Naturaleza muerta después de la tormenta
Elizabeth Dalziel – Edición 506

La intensificación de las tormentas es una consecuencia de un planeta que se calienta. Y, sin embargo, quienes más pierden —hogares, medios de vida, historias— son a menudo quienes menos contribuyeron a la crisis climática
Cuando vi por primera vez los objetos rescatados de la inundación, mientras los sacaban del contenedor que los transportó desde Filipinas hasta el Reino Unido, el tiempo se detuvo. Eran cosas de la vida cotidiana: un zapato de niño, un radio dañado por el agua, un osito de peluche que había perdido su forma, un sofá rojo y cómodo. Habían sido arrancados de los escombros dejados por una de las temporadas de tifones más violentas que Filipinas haya soportado jamás. Seis tormentas azotaron sólo en un mes. Comunidades enteras fueron desplazadas. Vidas perdidas. Hogares destruidos.
Greenpeace me pidió que fotografiara estos objetos arruinados por la inundación: fragmentos de la vida cotidiana que una vez estuvieron tranquilamente en el hogar de alguien, amados y usados, luego arrancados de esa vida por una fuerza que nadie pudo detener. Era un encargo distinto de otros: no la documentación del desastre, como he hecho antes, sino algo más meditativo. Más íntimo.

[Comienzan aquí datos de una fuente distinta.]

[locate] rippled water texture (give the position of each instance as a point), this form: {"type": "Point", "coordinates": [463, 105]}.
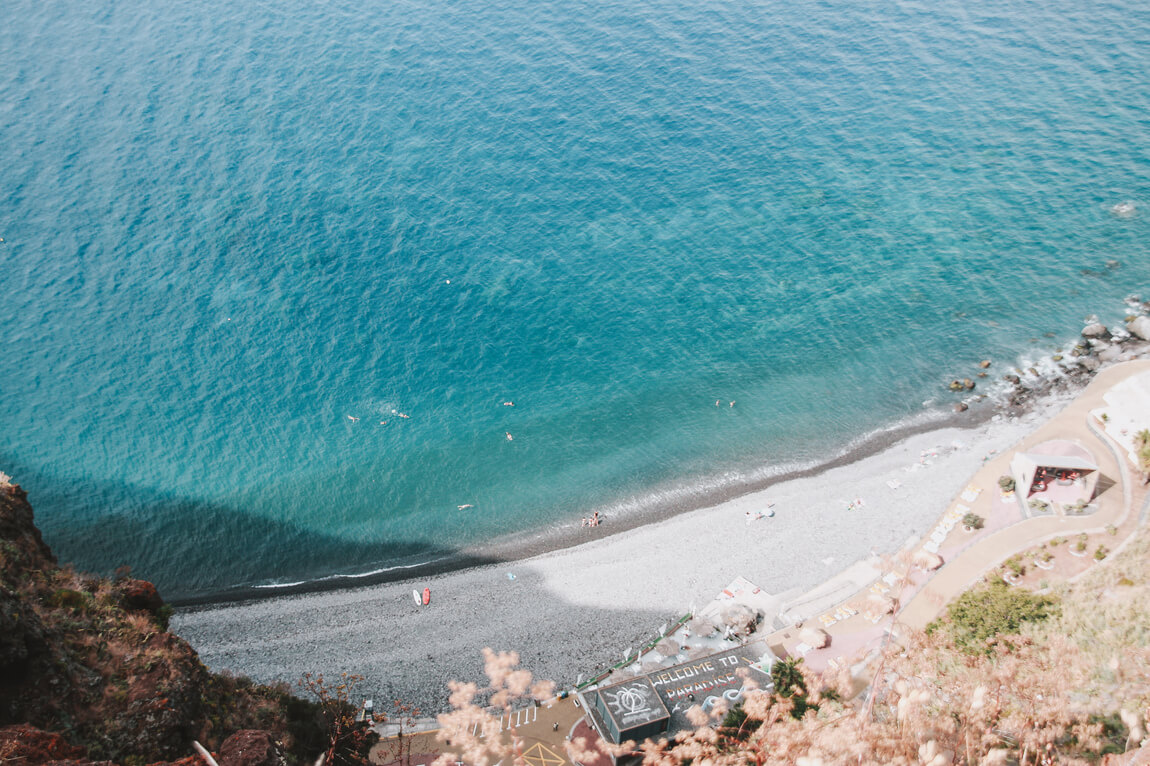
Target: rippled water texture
{"type": "Point", "coordinates": [230, 229]}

En el estudio, el ritmo cambió. El caos y la urgencia de las inundaciones dieron paso a la quietud. Cada objeto fue colocado cuidadosamente, a menudo sostenido por las manos de activistas de Greenpeace. El objetivo no era sólo registrar lo que estaba roto, sino dar testimonio. Restaurar, aunque fuera visualmente, un sentido de la importancia que estos objetos una vez tuvieron.
Un osito de peluche, flácido por el remojo, me recordó a los que mis propios hijos aún abrazan al dormir. Una laptop, con la pantalla agrietada y las teclas manchadas, ya no era una herramienta para el trabajo o el estudio, sino un símbolo de futuros interrumpidos. Y un radio —mi propio ritual matutino, la voz que lee los titulares mientras preparo café— ahora mudo, hinchado por el agua de la inundación, acunada como algo sagrado.
Mientras encuadraba cada toma, me encontré imaginando las vidas a las que pertenecían estos objetos. ¿Quién usó una vez este zapato? ¿Quién se sentó en este sofá viendo la tele? ¿Qué música sonó desde esta bocina? ¿Qué historias fueron escritas en este teclado antes de que llegaran las aguas? Estas no son reliquias. Son extensiones de las vidas de las personas: tiernas, familiares, irreemplazables.
La fotografía no puede deshacer el daño. Pero puede hacernos mirar más de cerca. Puede ralentizarnos lo suficiente para sentir. En este caso, me dio la oportunidad de tratar estos objetos con cuidado y, al hacerlo, devolverles una medida del valor que una vez tuvieron. Un gesto de dignidad ante una pérdida abrumadora.
La intensificación de las tormentas en Filipinas es una consecuencia directa de un planeta que se calienta. Y, sin embargo, quienes más pierden —hogares, medios de vida, historias— son a menudo quienes menos contribuyeron a la crisis climática. Mientras las compañías petroleras registran ganancias récord, las comunidades como aquellas de donde vinieron estos objetos se quedan recogiendo los pedazos. Este trabajo es un recordatorio de lo que está en juego. No únicamente ecosistemas o sistemas climáticos, sino vidas en su forma más cotidiana, más humana. Las cosas que alcanzamos sin pensar. Las comodidades que damos por sentadas. Los objetos ordinarios que, una vez perdidos, nos recuerdan lo frágil que puede ser la vida normal.